The content originally appeared on: News Americas Now

Caribbean News, Latin America News:

By NAN Staff Writer

News Americas, NEW YORK, NY, Thurs. Dec. 2, 2021: Wondering just what is the Caribbean’s HIV rate? New data from the latest UN AIDS report, show there were over 300,000 people living with HIV in the Caribbean as of last year.

While the 2021 report release on World AIDS Day, Dec. 1st, said the Caribbean has made steady progress against AIDS, especially in providing lifesaving testing and treatment to people living with HIV, the data shows an estimated 6,000 adults and children have died from the disease as of 2020.

But the report said, despite those deaths, AIDS related deaths have been cut in half since 2010 in the Caribbean, although the region fell short of the 2020 testing and treatment targets.

The data released also show that over 13,000 adults and children made up the newly infected cases in the region as of last year.

The UN report added that the COVID-19 pandemic and natural disasters have disrupted health systems, exacerbating financial, technical and human resource gaps in health services.

“Overcoming these disruptions and continuing HIV service expansion towards the 2025 targets requires the full implementation of best practices in combination prevention, testing and treatment,” the report’s authors state. “This includes self-testing, rights-based index testing, multi-month dispensing and transition to more effective first-line treatment regimens.”

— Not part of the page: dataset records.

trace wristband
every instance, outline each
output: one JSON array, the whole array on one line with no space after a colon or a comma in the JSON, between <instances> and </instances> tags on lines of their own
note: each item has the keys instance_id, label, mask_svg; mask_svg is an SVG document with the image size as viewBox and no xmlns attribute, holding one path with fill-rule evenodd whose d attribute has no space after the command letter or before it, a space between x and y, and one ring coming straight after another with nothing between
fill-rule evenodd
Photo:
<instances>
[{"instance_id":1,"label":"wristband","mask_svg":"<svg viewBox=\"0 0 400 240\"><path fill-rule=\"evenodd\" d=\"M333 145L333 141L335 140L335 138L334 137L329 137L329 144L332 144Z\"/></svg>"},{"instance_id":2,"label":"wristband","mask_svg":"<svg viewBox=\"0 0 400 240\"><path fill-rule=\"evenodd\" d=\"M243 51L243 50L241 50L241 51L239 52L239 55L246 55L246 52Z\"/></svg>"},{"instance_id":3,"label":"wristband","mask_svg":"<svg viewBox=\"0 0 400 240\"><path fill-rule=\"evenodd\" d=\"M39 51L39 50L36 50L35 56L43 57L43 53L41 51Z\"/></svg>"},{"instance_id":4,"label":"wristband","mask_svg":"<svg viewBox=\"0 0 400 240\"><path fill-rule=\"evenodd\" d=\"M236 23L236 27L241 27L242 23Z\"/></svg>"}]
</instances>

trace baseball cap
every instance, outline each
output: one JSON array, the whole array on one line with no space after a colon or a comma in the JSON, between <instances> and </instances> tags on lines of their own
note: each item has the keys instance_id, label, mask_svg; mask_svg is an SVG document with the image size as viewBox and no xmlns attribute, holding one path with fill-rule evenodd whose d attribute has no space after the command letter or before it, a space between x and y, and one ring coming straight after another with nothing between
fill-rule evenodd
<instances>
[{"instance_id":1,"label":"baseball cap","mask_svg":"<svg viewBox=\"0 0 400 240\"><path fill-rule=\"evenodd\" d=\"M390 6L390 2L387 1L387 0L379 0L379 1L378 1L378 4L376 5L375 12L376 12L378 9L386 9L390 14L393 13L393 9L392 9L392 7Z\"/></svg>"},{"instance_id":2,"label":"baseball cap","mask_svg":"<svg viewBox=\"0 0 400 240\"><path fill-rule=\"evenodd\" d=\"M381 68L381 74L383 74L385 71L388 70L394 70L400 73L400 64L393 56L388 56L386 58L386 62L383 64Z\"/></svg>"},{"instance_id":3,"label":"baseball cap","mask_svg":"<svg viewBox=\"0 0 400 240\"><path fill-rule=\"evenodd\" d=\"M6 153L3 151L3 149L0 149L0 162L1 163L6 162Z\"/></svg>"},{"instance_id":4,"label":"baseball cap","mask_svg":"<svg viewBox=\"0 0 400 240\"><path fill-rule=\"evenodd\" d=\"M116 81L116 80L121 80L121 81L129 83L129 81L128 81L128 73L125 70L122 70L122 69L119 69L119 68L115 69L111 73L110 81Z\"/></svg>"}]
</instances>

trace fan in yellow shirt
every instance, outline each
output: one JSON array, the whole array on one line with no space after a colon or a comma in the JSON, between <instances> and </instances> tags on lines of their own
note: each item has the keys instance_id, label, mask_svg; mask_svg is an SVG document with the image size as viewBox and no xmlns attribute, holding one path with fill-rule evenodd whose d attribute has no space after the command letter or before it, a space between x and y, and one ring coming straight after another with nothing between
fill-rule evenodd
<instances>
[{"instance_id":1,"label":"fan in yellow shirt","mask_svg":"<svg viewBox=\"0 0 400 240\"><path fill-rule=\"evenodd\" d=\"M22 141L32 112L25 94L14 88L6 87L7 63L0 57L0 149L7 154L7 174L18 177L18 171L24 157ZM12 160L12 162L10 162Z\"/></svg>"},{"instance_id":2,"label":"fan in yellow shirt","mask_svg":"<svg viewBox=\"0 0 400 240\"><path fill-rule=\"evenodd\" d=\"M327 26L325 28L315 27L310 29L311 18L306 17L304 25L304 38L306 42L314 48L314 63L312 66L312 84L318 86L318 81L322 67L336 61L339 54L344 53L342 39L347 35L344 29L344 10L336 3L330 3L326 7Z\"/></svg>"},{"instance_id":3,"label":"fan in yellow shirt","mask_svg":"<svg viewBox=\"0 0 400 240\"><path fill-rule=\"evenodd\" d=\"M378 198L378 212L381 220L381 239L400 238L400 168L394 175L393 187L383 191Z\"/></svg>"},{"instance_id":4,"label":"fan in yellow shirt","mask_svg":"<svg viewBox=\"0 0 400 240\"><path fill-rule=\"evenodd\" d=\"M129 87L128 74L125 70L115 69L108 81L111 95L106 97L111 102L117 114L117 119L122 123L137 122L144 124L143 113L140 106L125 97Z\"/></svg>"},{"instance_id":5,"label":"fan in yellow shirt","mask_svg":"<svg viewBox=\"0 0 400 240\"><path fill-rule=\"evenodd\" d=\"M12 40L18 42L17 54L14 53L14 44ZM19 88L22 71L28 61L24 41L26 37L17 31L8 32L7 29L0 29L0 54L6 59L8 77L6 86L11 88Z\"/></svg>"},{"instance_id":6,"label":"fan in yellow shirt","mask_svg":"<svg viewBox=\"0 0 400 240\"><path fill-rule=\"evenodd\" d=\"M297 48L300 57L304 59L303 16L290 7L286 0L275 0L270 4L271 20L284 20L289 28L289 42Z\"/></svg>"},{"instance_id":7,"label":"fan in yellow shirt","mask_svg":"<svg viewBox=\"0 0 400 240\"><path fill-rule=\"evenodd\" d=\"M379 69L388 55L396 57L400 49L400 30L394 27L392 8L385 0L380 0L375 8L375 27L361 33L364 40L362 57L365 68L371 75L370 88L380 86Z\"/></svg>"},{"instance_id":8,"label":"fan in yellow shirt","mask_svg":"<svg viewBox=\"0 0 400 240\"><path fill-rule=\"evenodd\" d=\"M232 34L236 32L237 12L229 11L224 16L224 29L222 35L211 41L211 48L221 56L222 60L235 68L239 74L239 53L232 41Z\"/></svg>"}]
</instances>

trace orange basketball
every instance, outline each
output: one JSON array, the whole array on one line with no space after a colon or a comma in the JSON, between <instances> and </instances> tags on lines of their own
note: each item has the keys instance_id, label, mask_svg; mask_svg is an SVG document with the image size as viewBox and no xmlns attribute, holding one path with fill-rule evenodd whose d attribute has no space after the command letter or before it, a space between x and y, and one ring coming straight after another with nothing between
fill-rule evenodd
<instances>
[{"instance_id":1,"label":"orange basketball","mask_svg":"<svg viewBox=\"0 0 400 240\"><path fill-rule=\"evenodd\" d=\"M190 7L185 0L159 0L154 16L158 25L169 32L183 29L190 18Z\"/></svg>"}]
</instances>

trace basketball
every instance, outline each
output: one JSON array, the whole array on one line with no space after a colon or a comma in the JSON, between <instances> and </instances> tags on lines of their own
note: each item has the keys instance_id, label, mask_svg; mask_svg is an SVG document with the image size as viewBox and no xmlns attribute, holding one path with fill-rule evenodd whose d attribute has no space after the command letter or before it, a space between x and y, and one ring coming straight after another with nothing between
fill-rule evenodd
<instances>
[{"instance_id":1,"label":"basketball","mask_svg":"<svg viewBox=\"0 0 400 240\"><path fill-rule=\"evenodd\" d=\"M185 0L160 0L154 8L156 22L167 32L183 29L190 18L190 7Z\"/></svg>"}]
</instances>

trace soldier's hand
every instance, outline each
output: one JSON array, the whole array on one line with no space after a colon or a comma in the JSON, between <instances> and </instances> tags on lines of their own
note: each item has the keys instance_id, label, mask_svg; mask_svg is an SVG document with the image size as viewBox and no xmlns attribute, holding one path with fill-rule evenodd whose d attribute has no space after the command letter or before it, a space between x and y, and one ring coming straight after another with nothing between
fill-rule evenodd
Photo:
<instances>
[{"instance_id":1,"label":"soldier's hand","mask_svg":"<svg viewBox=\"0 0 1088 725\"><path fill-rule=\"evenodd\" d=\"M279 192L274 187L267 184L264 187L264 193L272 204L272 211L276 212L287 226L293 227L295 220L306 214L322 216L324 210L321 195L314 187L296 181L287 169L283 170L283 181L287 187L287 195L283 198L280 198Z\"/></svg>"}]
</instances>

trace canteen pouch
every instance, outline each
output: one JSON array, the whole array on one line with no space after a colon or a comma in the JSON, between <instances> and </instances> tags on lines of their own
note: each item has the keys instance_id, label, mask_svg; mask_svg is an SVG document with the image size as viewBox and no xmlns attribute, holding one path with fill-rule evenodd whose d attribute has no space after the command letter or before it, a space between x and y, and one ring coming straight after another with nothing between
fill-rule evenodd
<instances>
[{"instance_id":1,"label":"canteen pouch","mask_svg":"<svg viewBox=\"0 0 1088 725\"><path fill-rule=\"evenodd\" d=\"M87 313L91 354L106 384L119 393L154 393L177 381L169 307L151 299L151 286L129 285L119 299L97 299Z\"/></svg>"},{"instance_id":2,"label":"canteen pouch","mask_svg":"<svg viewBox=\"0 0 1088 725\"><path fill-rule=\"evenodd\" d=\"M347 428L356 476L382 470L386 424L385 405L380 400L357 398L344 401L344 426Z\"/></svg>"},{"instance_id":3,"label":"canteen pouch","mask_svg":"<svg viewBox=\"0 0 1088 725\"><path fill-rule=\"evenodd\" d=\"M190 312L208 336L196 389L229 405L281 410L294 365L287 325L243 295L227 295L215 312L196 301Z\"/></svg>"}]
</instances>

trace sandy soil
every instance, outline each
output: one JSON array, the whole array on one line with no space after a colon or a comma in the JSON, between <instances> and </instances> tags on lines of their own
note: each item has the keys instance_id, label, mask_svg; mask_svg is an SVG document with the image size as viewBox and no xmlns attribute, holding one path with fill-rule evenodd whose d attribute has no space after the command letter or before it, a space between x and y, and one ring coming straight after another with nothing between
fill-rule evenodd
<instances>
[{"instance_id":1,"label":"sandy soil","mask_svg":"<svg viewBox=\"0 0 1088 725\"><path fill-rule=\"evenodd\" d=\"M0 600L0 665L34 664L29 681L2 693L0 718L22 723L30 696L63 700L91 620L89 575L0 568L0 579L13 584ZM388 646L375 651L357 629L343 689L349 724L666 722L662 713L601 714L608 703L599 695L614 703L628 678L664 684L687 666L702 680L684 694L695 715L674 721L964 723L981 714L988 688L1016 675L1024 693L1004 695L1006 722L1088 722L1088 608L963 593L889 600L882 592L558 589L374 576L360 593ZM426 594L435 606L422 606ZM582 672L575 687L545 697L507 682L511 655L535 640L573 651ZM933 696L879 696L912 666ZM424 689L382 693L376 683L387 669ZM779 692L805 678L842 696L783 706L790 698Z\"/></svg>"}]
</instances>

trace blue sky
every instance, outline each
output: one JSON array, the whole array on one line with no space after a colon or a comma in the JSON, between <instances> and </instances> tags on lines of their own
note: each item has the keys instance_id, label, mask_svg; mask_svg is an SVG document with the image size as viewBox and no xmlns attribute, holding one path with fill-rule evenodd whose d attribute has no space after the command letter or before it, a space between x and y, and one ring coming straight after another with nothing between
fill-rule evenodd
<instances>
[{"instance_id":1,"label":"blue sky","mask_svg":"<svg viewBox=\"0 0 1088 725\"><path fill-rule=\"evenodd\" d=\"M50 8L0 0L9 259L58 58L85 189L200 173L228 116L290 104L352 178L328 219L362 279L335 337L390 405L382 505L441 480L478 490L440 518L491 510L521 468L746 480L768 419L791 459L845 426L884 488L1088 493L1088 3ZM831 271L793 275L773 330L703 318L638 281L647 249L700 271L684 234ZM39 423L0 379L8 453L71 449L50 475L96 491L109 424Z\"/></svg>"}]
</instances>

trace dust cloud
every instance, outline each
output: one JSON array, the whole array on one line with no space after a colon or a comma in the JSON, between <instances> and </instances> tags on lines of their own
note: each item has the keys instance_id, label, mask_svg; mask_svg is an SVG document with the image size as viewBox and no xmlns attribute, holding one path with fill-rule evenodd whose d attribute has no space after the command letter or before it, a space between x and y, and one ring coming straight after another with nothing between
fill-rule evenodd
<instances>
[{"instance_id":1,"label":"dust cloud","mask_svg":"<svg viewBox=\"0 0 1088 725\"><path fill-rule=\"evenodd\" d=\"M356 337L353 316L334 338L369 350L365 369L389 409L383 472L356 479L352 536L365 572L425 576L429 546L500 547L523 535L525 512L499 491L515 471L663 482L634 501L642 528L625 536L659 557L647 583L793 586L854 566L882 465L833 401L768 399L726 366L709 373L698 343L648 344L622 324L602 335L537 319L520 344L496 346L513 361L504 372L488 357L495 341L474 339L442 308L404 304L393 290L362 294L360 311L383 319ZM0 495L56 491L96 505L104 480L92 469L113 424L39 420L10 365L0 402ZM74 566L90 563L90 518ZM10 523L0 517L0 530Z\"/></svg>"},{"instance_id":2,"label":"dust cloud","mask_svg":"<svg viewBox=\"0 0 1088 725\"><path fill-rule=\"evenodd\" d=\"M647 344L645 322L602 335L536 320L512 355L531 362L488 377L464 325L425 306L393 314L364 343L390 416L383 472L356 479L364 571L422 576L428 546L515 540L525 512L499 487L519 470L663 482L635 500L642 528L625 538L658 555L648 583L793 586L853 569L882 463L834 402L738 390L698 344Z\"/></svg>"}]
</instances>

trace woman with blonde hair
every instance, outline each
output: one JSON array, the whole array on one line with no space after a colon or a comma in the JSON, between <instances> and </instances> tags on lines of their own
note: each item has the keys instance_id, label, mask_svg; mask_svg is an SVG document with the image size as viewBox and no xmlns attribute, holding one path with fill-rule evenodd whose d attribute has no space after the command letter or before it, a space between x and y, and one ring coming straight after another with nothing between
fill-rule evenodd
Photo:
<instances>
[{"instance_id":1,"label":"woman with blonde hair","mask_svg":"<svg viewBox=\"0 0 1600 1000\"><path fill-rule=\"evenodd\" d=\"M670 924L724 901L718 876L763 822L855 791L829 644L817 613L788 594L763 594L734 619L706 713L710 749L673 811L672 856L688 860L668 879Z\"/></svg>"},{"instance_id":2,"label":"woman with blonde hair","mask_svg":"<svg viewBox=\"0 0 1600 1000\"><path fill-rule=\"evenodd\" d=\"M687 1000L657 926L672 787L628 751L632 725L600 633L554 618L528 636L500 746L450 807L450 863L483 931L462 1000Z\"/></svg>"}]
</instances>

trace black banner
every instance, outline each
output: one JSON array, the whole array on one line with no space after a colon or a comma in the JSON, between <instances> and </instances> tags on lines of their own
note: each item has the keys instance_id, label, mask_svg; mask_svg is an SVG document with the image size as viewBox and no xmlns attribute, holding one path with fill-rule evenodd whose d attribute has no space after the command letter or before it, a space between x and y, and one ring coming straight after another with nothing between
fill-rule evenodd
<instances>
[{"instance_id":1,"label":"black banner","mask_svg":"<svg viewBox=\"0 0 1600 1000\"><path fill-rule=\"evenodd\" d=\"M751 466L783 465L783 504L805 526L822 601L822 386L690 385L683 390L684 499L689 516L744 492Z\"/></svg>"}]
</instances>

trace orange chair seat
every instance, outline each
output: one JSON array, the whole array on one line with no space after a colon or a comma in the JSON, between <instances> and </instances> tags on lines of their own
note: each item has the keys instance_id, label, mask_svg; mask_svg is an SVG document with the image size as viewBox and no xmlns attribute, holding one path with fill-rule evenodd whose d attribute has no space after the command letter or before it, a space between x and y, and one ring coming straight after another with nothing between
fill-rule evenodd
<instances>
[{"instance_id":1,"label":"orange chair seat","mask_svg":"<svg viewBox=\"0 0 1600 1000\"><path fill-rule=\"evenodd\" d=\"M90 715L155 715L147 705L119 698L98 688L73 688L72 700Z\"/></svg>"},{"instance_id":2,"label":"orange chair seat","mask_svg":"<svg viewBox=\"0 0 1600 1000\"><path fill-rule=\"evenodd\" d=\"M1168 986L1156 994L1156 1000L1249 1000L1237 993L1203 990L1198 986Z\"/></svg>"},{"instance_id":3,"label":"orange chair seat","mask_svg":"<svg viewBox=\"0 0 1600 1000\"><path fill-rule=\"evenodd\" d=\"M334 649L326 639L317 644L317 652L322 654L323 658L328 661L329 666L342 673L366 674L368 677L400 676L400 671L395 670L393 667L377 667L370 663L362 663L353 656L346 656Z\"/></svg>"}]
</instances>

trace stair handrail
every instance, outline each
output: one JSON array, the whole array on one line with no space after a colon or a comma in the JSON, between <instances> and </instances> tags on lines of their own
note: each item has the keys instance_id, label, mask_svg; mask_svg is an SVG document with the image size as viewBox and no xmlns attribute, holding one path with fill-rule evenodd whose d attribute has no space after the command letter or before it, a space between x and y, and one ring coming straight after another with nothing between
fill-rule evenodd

UN officials also said the COVID-19 pandemic has also fueled gender-based violence in the Caribbean, which along with gender inequalities and stigma and discrimination, continue to impede the region’s HIV response.

“Despite some policy progress towards eliminating gender- and sex-based discrimination, unequal gender relations remain the norm, and sexual minorities are exposed to harsh social stigma and discrimination,” the report stated.

“An integrated approach to HIV, sexual and reproductive health, and gender-based violence services would help reach adolescent girls and young women and neglected key populations,” the report added.